Bajo ninguna circunstancia deberás negarte a la hora de realizar el test. Si te niegas a hacer el test estarás indicando que has bebido, incluso cuando no lo hayas hecho. Negarse a hacer el control de alcoholemia o de drogas puede ir acompañado de penas de prisión y de multas extra.
El test es muy sencillo. Te pedirán que saques el soplador de una bolsita. Siempre tienes que abrir tú el soplador, nunca deberás soplar encima del de otra persona.

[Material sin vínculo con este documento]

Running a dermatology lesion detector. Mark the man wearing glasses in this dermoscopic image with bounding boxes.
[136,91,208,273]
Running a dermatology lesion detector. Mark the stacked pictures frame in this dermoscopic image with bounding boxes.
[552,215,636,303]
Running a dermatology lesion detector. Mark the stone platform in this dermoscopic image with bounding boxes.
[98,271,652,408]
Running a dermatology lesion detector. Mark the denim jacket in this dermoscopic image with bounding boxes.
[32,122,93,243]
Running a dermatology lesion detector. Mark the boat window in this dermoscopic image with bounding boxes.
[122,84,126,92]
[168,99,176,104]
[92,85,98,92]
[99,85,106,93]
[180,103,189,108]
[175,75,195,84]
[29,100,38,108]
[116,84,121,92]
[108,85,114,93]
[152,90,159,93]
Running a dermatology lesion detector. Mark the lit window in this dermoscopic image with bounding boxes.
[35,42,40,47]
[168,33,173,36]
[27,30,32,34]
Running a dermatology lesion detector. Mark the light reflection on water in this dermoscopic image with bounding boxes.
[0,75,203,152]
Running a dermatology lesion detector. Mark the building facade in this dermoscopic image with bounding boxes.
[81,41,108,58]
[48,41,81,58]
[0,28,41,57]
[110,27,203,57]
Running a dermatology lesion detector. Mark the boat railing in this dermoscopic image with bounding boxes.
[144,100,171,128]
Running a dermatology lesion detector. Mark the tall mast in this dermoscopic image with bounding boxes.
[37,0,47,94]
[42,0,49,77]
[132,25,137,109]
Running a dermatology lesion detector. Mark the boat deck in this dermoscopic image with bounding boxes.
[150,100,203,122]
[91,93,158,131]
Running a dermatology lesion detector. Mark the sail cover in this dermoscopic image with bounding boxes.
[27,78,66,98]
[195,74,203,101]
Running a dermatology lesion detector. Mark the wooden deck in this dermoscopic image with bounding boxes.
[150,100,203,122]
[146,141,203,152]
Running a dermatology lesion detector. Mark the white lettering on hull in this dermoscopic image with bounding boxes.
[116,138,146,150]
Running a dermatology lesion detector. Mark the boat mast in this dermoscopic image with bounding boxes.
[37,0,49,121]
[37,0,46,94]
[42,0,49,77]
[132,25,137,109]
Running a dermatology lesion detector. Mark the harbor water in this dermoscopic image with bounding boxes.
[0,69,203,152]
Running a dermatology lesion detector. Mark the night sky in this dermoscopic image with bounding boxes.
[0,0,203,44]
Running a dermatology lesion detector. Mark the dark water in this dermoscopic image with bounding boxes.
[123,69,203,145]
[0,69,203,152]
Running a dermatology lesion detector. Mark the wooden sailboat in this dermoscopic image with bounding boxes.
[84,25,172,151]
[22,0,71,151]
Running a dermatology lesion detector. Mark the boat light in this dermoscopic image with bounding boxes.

El agente lo sabe y por ese motivo siempre te dará uno nuevo. Si no te lo ofreciera, entonces sí que te podrías negar a hacer el test. Pero no vas a tener ese problema. Cuando lo abras, solo lo deberás colocar sobre el medidor siguiendo las indicaciones del agente. Posteriormente deberás soplar durante unos segundos. En ese momento saldrá si has bebido o no. Si te da 0.0 quiere decir que no tienes alcohol en sangre, es decir, has dado negativo. En ese caso podrás seguir con tu marcha.
Si has dado positivo, todo dependerá de la tasa de alcohol que has dado. Si has dado por debajo de lo legal, podrás seguir la marcha. Si está por encima, tendrás que aparcar el vehículo y hacer frente a la multa oportuna. A mayor tasa de alcohol, mayor será la multa. Incluso puede ir acompañado de la retirada de carnet. Pero no es culpa del agente, sino tuya por haber bebido y luego cogido el coche.
En el caso de dar positivo, tienes la opción de hacer un segundo test pasados diez minutos. También puedes hacer un escrito en la propia diligencia. También tienes el derecho a someterte a un test de alcohol en sangre. Esta última prueba es de pago, a no ser que ese test de negativo, cosa que suele ser poco común. En ocasiones puede que el medidor de positivo en alcohol. Si realmente no has bebido, puedes someterte a un examen de sangre en el cual se determinará si realmente has bebido alcohol o no. En caso de que la prueba dé negativo, entonces el examen será gratuito. Por ese motivo, solo deberás solicitarlo si realmente estás seguro de que no has bebido alcohol. Por ejemplo, en ocasiones el limpiador bucal puede hacer que el medidor dé positivo, cuando realmente no hemos bebido alcohol. Son casos raros y aquí puedes hacer valer tus derechos.
Lo que está claro es que, si no has bebido, no tienes porqué preocuparte a la hora de hacer un test de alcoholemia. Es verdad que la primera vez podemos ponernos nerviosos por no saber muy bien que tenemos que hacer, pero en las futuras ocasiones esos nervios desaparecerán. Lo importante es no beber cuando nos ponemos al volante para evitar problemas y accidentes. Y si bebes, coge un taxi, te saldrá más barato y seguro.